World Jewish Congress - Herman Ziering
World Jewish Congress - Herman Ziering
Correspondence and papers that Ziering collected from the World Jewish Congress. These World War II era documents are related to efforts of the World Jewish Congress and other organizations and individuals that acted with the WJC to alert the allies to the existence of the Nazi genocide of the Jews and to make saving some of Europe's Jews a priority in the Allied War Effort.
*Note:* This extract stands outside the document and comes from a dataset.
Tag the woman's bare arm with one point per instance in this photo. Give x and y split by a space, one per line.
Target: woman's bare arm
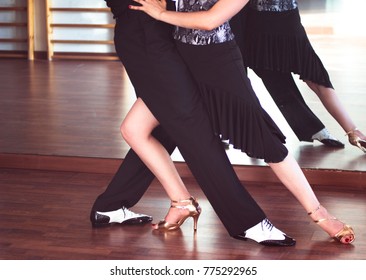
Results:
222 11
There are also documents from WJC and other organizations from the post-WWII era related to issues on immigration, refugees, war criminals, and other concerns.
- Photo is of the Third Session of the World Jewish Congress, 1942
What does the World Jewish Congress (WJC) do?
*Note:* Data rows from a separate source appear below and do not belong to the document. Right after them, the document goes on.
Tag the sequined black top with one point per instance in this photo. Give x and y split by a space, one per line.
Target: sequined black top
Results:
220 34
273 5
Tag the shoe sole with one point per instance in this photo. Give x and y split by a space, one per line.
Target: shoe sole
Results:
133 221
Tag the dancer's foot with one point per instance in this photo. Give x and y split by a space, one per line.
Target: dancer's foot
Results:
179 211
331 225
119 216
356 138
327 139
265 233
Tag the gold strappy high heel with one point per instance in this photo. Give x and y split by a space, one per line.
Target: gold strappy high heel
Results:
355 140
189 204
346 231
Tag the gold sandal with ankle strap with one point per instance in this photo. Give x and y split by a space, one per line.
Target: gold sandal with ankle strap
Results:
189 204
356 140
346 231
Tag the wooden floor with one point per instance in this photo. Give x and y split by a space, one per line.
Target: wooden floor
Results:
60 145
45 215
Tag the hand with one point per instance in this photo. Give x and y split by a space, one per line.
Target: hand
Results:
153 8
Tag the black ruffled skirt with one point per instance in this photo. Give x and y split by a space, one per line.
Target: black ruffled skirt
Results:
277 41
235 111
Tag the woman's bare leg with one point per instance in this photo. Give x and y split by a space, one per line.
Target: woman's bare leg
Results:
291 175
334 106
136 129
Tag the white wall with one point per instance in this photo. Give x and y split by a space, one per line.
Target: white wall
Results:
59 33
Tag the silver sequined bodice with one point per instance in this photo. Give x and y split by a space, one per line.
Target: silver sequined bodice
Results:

- The World Jewish Congress is the leading international organization connecting and protecting Jewish communities globally, in more than 100 countries.
- The WJC’s overriding goal is to protect Jewish communities across the globe and to allow Jews everywhere to live freely as Jews, without discrimination or the threat of persecution.
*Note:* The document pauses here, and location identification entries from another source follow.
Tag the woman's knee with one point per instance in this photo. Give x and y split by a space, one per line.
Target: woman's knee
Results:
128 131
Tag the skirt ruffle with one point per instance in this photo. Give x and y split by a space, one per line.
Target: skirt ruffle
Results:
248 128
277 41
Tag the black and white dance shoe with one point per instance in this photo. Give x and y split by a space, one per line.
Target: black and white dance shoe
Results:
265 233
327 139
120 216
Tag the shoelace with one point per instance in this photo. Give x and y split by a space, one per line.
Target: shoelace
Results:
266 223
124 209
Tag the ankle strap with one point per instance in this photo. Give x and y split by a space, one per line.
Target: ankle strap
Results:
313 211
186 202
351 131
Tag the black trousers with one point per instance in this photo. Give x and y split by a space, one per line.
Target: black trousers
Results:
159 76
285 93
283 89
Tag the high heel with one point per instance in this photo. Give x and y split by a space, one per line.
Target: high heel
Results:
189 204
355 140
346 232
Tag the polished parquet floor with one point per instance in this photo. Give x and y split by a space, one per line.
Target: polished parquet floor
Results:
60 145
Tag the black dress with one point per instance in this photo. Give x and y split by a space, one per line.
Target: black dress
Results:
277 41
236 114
- The WJC protects Jews everywhere and constantly defends the State of Israel against these threats through direct contact with the world’s leaders.
- The WJC is the official representative of the Jewish world.
What is the mission of the WJC?
- "The mission of the World Jewish Congress is to foster the unity and represent the interests of the Jewish people, and to ensure the continuity and development of its religious, spiritual, cultural, and social heritage."
- “WJC has always been unique, different from other Jewish organizations because it is truly a democratic global body made up of more than one hundred communities around the world. The WJC was created on the eve of the Holocaust in 1936, just three years after the Nazi rise to power, out of the need to organize in the face of the dangerous antisemitism sweeping across Europe. Not only did no international Jewish organization exist in 1936, but the WJC’s founders faced tremendous opposition from other Jewish leaders and groups who did not want an organization advocating politically for Jewish rights. Our mission has not changed. It is the same today as it was then: to give the Jewish people a voice in the international arena, to protect Jews against antisemitism and violence, to defend Jewish values and interests anywhere and everywhere in the world, and—since 1948—to support and defend the Jewish state of Israel against its enemies and detractors.”